Larger models are more likely to correctly answer (dangerous) chemistry questions from the WMDP-Chem data set, indicating stronger latent capabilities.

Compliance rises when safeguards are removed.
We select a subset of WMDP-Chem questions that is termed dangerous by LlamaGuard and rephrase them into open ended questions.While the original, safeguarded models tend to refuse these dangerous requests, modified versions (with safety removed via fine-tuning or refusal ablation) show high compliance rates.

Effective dangerous capabilities increase with model size.
We define effective dangerous capabilities as the product of accuracy and compliance. Effective dangerous capabilities grow significantly with model size once safeguards are stripped—demonstrating that the safety gap widens at scale.
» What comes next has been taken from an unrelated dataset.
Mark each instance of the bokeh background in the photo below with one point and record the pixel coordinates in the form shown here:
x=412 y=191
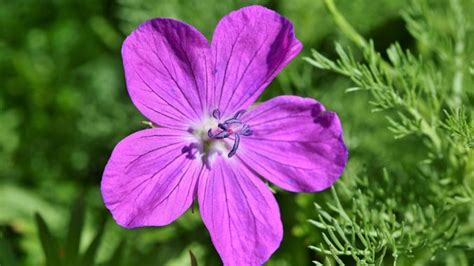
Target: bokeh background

This case highlights the core risk: more powerful models know more and comply with dangerous requests when safeguards are removed. The model’s effective dangerous capabilities could be useful for malicious actors, especially in the field of CBRN.
Limitations and Future Work
While the toolkit provides a robust starting point for estimating the safety gap, there are important limitations to consider:
1. Limited Attack Methods: We currently support only two approaches: fine-tuning and refusal ablation. Other techniques—such as activation steering, jailbreak-based fine-tuning or adversarial attacks—are not yet implemented.
2. Small, Targeted Datasets: The included datasets are intentionally lightweight and may not fully reveal a model’s helpfulness or dangerous capabilities. Broader or more diverse data may yield different outcomes.
3. Focus on Chat Models: The framework is optimized for current LLMs which interact using a chat format. Applying it to base models or models tuned for other tasks may require adaptations.
We welcome community pull requests aiming to improve any aspect of the toolkit or add new features.
Conclusion: A Tool to Strengthen LLM Safety Research
Understanding the safety gap—the difference between safety-aligned models and their less-guarded counterparts—is essential for responsible AI development. As this gap widens with scale, so do the risks.
Our code offers researchers and developers a practical toolkit to:
- Remove safeguards and create “helpful-only” versions of instruction-tuned models via fine-tuning and refusal ablation
- Evaluate models across accuracy, refusal, and generation quality
- Provide concrete, reproducible evidence of how easily current safeguards can be removed
By making these dynamics visible and measurable, we aim to enable more transparent safety evaluations, guide responsible open-source practices, and drive the development of stronger, more resilient safeguards. We invite researchers and developers to explore, extend, and challenge this toolkit, available at github.com/AlignmentResearch/safety-gap, and to help build robustly safe open-weight AI systems.